Are you prepared to take a chance with Experimental Modules?

Written by: Matic
Published on: 27.7.2017

Lately, a lot of our attention has been dedicated to Drupal modules. We have explored the most popular ones and the best for Drupal 8. But we will not stop here. We'll also look at the experimental modules, which may confuse some Drupal users. As you will see, there is also some risk in having them.

What are the experimental modules?

As stated on the official website of Drupal, experimental modules are modules that are included in Drupal core but are for testing purposes, so they are not (yet) fully supported. This new approach was introduced in Drupal 8. New experimental modules can only be added in minor releases. They may change between patch releases, while still being experimental. That differs them from the other features. Experimental modules allow site builders and core contributors to receive feedback and test out functionality that might eventually be supported in an upcoming minor release and might be included as a stable part of Drupal core. However, not any module can be experimental, because they too have to meet the minimal standards.


Experimental modules not stable


Alpha, Beta, Release candidate …

There are different stability levels of the experimental modules. Alpha experimental modules are still under development. They are, however available for testing, but may include bugs, security issues and the developers should not rely on their APIs. Beta experimental modules are, on the other hand, considered API and feature complete. They are still not fully supported and may still have bugs. If critical bugs are removed, the experimental module can become a release candidate, which means that it is release-ready. Once they are judged as stable, they are labelled as stable core modules. But they can become so only in minor or major releases.

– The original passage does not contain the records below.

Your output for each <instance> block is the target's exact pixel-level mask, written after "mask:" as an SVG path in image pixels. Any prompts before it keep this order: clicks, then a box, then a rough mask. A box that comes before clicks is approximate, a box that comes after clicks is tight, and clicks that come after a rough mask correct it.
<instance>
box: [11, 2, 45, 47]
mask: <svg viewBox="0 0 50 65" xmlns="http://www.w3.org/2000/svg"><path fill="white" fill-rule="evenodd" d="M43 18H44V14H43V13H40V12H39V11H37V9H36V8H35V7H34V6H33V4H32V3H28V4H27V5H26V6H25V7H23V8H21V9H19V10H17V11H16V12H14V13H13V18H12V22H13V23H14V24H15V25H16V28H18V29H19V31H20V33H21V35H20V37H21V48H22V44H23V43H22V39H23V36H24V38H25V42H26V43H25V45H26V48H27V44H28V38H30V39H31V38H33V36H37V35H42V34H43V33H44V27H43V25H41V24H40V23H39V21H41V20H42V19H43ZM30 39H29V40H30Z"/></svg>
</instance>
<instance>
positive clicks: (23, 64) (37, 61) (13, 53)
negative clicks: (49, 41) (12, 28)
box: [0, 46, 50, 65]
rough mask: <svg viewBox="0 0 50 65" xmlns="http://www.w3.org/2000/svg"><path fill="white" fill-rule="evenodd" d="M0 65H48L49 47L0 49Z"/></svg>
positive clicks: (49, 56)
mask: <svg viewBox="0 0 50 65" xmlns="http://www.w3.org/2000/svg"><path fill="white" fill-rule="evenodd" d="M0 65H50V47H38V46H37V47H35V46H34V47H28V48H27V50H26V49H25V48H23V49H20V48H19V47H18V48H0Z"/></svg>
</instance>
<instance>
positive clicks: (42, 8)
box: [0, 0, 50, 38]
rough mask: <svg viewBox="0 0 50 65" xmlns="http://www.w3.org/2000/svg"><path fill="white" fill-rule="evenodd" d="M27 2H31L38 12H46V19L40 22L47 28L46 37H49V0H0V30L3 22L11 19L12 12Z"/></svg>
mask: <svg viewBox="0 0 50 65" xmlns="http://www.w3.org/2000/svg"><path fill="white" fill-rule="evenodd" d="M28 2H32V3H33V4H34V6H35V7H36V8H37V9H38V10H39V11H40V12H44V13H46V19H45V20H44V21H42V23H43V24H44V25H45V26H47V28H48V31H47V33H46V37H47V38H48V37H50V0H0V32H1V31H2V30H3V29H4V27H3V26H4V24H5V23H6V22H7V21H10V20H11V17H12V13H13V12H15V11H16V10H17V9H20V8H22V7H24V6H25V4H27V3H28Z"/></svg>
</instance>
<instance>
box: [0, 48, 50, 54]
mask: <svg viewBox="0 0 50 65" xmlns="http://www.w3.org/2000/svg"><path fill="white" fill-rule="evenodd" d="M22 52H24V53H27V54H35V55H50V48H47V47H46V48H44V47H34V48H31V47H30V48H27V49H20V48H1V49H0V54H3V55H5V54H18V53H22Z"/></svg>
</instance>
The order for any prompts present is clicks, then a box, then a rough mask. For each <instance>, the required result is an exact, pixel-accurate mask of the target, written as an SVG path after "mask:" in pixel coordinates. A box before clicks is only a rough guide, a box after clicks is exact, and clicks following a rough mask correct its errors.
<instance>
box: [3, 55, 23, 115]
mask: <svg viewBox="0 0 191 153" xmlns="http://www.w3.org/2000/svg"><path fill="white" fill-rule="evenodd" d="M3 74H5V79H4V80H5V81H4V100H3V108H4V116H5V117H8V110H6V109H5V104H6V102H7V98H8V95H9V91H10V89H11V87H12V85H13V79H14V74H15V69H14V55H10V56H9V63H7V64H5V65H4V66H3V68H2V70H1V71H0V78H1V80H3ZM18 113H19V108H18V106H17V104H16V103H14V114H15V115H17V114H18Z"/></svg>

These are experimental modules in Drupal 8.0, released in November 2015.


Experimental modules


However, the number of the experimental modules has at least doubled since then. Until recently, it was only the Big Pipe module that »has evolved« from being an experimental module to being an official module. But there might (!) be two more in Drupal 8.4.0 on 4th October 2017, as the Drupal 8.4.x Media API has become stable, after an enormous effort by the Drupal Media Initiative. The second one is DateTime Range, which also became stable for Drupal 8.4.0.

On the other hand, several experimental modules have 8.4.x alpha deadlines, which is on Monday next week (31th July!), when Drupal 8.4.0-alpha1 will be released. If these experimental modules will not reach their follow-up requirements until that deadline, they may be removed from core. These experimental modules are:

1.      Workflows and Content Moderation 

2.      Inline Form Errors

3.      Place Blocks

4.      Settings Tray




Drupal 8.4.0-beta1 will be then released on the week of August 14th, while the release candidate phase will begin the week of September 4th.

Possible risks

Despite the fact that new capabilities can be added faster to Drupal – for that you have previously required a new major version – there are some possible risks of having the experimental modules. As you may have found out, not all experimental modules became or will become stable core modules. If they turn out not to be a good fit, they are removed from the core in future versions. Moreover, they can even change. That basically means that if you have found a solution to optimize your work, you may, after some time, be left without it. So, there were some arguments about, what kind of message does the Drupal send to the end users by giving them something that might not work.


Experimental modules at own risk


There are of course some other reasons for experimental modules to not become the stable core modules. They may not have made a sufficient progress or a better solution in core supersedes the module. Nevertheless, the experimental modules do not share core's version. When you want to enable them, you get the message saying "Use at your own risk", which is also a big problem, especially with the users that do not like to take risks. The risks are, in general, connected with APIs, bugs, security and other issues.

All in all, it will be once again up to everyone to choose whether to use experimental modules. But as the founder of Drupal Dries Buytaert said on DrupalCon Baltimore, it’s probably not wise to use them in production.